Steinmetz, 64, was previously sentenced in absentia to five years in prison by a court in Romania for money laundering.
Swiss prosecutors say Steinmetz paid about $10m (£7.4m) in bribes, in part through Swiss bank accounts, to gain the rights to Guinea’s iron ore deposits in the Simandou mountains.
The area is believed to contain the world’s largest untapped iron ore deposits.
Mo Ibrahim, the Sudanese telecom billionaire and anti-corruption campaigner, asked at the time: “Are the Guineans who did that deal idiots, or criminals, or both?”
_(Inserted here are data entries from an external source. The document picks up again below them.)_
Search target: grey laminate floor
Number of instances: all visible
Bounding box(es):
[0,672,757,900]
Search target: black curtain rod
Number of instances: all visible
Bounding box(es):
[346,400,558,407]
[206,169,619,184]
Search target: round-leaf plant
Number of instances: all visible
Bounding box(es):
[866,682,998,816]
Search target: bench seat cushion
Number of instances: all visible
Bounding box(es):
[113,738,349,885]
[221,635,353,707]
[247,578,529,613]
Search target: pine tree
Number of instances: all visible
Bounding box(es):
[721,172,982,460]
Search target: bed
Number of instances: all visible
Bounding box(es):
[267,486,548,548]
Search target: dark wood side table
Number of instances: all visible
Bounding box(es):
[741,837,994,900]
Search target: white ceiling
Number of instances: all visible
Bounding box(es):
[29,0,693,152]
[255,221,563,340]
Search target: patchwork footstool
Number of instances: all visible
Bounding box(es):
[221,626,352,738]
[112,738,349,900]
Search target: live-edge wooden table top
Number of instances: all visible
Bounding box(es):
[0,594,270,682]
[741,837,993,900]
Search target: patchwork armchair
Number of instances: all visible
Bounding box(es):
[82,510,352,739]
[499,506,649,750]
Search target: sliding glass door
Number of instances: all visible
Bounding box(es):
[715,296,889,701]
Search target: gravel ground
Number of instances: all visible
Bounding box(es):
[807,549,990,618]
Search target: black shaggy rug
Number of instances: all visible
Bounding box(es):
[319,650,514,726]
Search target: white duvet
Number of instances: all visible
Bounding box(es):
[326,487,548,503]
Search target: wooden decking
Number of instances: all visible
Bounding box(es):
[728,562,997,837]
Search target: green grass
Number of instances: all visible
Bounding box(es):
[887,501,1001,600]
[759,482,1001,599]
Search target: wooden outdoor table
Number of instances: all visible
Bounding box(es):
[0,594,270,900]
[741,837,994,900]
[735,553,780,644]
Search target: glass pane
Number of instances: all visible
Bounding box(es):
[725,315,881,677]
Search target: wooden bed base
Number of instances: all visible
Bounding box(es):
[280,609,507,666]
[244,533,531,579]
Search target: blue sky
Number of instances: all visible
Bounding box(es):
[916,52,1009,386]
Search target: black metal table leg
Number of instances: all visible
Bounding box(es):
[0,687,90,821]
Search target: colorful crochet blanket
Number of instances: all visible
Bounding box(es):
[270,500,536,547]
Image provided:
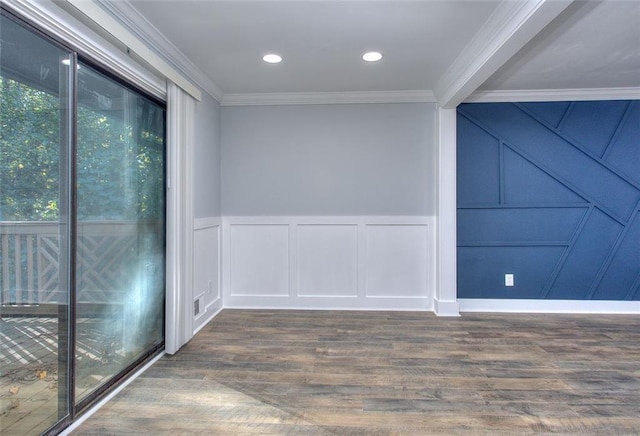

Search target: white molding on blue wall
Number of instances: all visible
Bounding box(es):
[433,298,460,317]
[458,298,640,315]
[220,90,436,106]
[465,87,640,103]
[434,0,571,109]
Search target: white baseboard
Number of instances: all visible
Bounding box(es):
[60,351,165,436]
[224,296,433,312]
[193,298,223,336]
[433,299,460,316]
[458,298,640,314]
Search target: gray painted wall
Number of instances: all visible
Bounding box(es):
[193,92,222,218]
[221,103,436,216]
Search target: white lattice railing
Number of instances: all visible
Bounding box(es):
[0,221,163,305]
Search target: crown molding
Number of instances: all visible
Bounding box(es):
[434,0,572,108]
[220,90,436,106]
[95,0,224,102]
[464,87,640,103]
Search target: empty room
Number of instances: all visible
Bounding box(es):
[0,0,640,435]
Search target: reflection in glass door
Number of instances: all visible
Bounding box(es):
[0,16,73,435]
[75,63,165,402]
[0,10,165,435]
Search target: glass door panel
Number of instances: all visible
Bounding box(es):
[0,14,72,434]
[75,63,165,403]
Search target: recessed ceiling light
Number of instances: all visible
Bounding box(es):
[262,53,282,64]
[362,51,382,62]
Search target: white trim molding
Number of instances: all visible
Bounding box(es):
[434,108,459,316]
[465,87,640,103]
[97,0,223,102]
[458,298,640,315]
[220,90,436,106]
[434,0,572,109]
[165,83,195,354]
[222,216,435,311]
[1,0,167,101]
[66,0,202,100]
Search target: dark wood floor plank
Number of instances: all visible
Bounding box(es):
[75,310,640,436]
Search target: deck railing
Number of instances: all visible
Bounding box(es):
[0,221,162,306]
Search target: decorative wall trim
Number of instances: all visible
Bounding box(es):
[193,217,222,230]
[465,87,640,103]
[458,298,640,315]
[221,90,436,106]
[192,217,223,335]
[434,0,571,109]
[96,0,223,102]
[222,216,435,311]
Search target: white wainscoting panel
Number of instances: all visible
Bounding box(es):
[366,224,429,297]
[297,224,358,297]
[222,216,435,310]
[192,217,222,334]
[229,224,289,297]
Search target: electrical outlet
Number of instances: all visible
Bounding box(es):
[504,274,514,286]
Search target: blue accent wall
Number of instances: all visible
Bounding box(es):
[457,101,640,301]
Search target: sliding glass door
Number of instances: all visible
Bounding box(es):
[75,62,165,401]
[0,11,73,434]
[0,11,165,435]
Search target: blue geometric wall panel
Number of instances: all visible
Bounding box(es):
[457,101,640,301]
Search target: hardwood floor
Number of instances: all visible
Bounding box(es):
[74,310,640,435]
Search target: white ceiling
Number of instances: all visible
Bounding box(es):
[129,0,640,99]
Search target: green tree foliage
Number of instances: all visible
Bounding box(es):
[0,77,164,221]
[0,77,60,221]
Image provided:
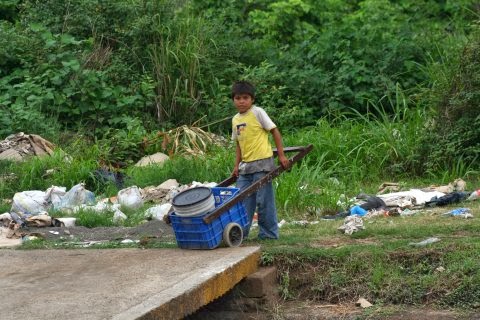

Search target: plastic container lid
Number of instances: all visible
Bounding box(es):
[172,187,212,207]
[172,187,215,217]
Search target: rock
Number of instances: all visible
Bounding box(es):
[355,298,373,309]
[157,179,179,189]
[0,149,22,161]
[135,152,170,167]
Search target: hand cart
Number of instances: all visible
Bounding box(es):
[168,144,313,249]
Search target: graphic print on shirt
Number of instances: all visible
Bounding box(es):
[236,122,247,138]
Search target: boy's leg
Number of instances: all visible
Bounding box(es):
[237,174,257,239]
[253,172,278,239]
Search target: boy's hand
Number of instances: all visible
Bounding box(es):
[232,166,238,177]
[278,155,290,169]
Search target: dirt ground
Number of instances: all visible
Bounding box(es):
[27,220,175,241]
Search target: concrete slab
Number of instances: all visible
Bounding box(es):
[0,247,260,320]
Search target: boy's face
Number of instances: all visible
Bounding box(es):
[233,93,255,113]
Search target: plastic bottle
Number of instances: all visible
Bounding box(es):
[467,189,480,201]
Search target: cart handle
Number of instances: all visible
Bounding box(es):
[203,144,313,224]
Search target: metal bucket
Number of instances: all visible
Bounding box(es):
[172,187,215,217]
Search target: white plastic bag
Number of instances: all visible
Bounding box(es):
[117,186,143,210]
[145,203,172,220]
[11,190,48,215]
[113,209,127,223]
[54,183,95,210]
[45,186,67,208]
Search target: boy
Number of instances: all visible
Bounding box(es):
[232,81,290,239]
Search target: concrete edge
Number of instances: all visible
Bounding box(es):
[114,247,260,320]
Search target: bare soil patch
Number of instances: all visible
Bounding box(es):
[24,220,175,241]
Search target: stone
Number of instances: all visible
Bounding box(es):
[239,267,277,298]
[135,152,170,167]
[0,149,22,161]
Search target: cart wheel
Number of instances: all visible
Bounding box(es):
[223,222,243,248]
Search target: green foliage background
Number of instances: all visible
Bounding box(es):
[0,0,480,175]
According to the prosecutors, the bribes to Guinean public officials were paid with the help of Mamadie Toure, the widow of Guinea’s former president Lansana Conte. They also allege that Steinmetz forged documents linked to the deal.
When what came to be termed a “parliamentary coup” ousted Paraguayan president Fernando Lugo on June 22, 2012, an article by Open Democracy pointed out how the Canadian-based multinational mining giant Rio Tinto Alcan (RTA) was in advanced negotiations with the Paraguayan government to construct a 674,000-tonne Greenfield aluminium-smelter.
Another article in the London Mining Network news proclaimed that “Rio Tinto Alcan benefits from Paraguay coup”.
Yet another article by IndustrialALL Global Union Challenged Rio Tinto to publicly disclose its interest and involvement, if any, in the coup d’état in Paraguay and the ousting of a legitimately elected democratic government of Fernando Lugo.
“Rio Tinto, which has a legendary association with the government of Canada, has been quick off the mark to resume negotiations on behalf of Montreal-based Rio Tinto Alcan for a $4 billion aluminium plant,” the article said, “Prior to the coup, these negotiations had stalled over a disagreement over the price of energy that Rio Tinto Alcan would need to pay for the operation of the smelter.”
At the time of the coup in Guinea, there has been an ongoing fight over country’s Simandou iron ore mines. The Guinean government of Alpha Conde in 2018 ordered the Rio Tinto Group – the world’s third-largest mining company and second-largest iron-ore producer – to hand over half of the Simandou deposit to a company controlled by Israeli diamond investor Beny Steinmetz.
At the time, BSGR was suing multi-billionaire financier George Soros of the Open Society Foundations of manipulating the government of Guinea and elected officials to strip BSGR of mining contracts.
In February 2019 BSGR says it will walk away from the Simandou project as part of a settlement with the Guinean government, in which both parties agreed to drop outstanding legal action.